Since I last posted, we opened a school! On January 14, Spark Ferndale Primary School opened its doors, and three months later, we are going strong! The school serves 161 students and their families and employs 9 incredible educators. Our students hail from across Johannesburg; they are eager to learn, absolutely hilarious, and so kind. Our teachers are hard working, mission driven, do-what-it-takes educators committed to their students. I continue to be grateful to serve on the eAdvance team, a visionary crew with a no-excuses attitude. The second school term (of four) began this week, and we are in the midst of celebrating our students’ academic and personal progress from last term. That’s a very short way of saying much has happened since I posted in October, and I have much to be proud of and thankful for.

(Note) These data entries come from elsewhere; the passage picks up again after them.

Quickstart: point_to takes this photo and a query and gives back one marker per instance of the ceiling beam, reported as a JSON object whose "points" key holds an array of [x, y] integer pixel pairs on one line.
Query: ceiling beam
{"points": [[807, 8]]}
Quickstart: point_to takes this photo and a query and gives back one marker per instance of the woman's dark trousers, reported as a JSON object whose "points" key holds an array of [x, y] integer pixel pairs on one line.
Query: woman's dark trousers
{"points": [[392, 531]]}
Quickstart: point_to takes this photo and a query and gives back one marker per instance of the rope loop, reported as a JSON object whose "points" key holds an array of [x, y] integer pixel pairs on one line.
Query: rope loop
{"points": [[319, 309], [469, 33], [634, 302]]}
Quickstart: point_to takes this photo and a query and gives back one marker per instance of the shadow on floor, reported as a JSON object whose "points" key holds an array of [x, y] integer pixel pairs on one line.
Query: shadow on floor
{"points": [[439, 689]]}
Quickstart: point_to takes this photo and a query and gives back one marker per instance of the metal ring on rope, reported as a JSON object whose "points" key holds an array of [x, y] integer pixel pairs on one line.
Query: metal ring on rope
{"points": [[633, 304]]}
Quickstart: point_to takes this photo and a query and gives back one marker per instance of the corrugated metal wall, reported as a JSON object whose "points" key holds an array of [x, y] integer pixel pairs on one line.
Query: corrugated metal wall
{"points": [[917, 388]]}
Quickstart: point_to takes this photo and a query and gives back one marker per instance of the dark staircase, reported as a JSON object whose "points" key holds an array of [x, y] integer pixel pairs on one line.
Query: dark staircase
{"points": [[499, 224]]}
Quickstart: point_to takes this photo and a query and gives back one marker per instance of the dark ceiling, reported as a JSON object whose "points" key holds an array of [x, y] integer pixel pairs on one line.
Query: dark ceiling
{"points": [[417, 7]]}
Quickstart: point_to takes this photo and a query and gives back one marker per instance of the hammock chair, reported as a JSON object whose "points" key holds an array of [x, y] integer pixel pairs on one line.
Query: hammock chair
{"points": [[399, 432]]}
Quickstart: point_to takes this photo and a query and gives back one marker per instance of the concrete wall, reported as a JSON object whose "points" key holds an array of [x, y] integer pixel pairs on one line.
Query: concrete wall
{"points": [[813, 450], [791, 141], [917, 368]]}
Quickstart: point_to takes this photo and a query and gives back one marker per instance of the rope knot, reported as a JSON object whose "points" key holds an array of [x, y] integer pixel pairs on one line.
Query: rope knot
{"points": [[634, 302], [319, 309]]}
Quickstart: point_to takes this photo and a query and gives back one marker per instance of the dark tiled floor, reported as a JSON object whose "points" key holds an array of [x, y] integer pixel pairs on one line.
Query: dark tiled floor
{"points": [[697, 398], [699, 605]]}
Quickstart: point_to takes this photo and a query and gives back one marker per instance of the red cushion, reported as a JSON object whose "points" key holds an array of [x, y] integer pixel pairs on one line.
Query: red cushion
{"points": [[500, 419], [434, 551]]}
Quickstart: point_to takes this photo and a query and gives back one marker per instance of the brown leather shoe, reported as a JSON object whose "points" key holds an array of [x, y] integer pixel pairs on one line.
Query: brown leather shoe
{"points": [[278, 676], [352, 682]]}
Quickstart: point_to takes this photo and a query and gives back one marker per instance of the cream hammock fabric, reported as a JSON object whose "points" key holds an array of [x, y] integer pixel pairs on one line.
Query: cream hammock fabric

During school term holidays, I had the opportunity to return to the United States for about ten days. I spent half the time in California, where I visited friends in San Francisco, Palo Alto, Oakland, and San Jose. I also got to see and teach my former students at Rocketship Mateo Sheedy Elementary School during two afternoons. Then, I flew to Richmond, Virginia for the last half of the trip. There, in addition to spending time with family, I had the privilege of speaking at TedxCollegeofWilliamandMary, an independently organized TED event at the College.
Let me give you a peak inside my brain for a moment: I got to return to the place I love the most (the College) to speak at a conference licensed by my favorite “ideas organization” (TED) about the cause I am most passionate about (education reform) alongside the people I most respect (William & Mary students, alumni and professors). I was absolutely thrilled—and also seriously nervous.
What I should have anticipated was that my talk was not even close to the highlight of my Tedx experience. My talk was the last in a 4 hours series of thought-provoking talks on innovation in storytelling, data-driven international aid, myth in religion, community engagement, gender equity and more. By the time my talk about education reform and habits of innovation came around, I felt like much of what I had to say had been expressed over the course of the afternoon by the other speakers. It’s a beautiful thing to feel like the essence of your ideas is also encompassed in the ideas of others. This community conscience – one that simultaneously values tradition and newness, and in all things, seeks to serve others – may be the William & Mary-est thing about William & Mary.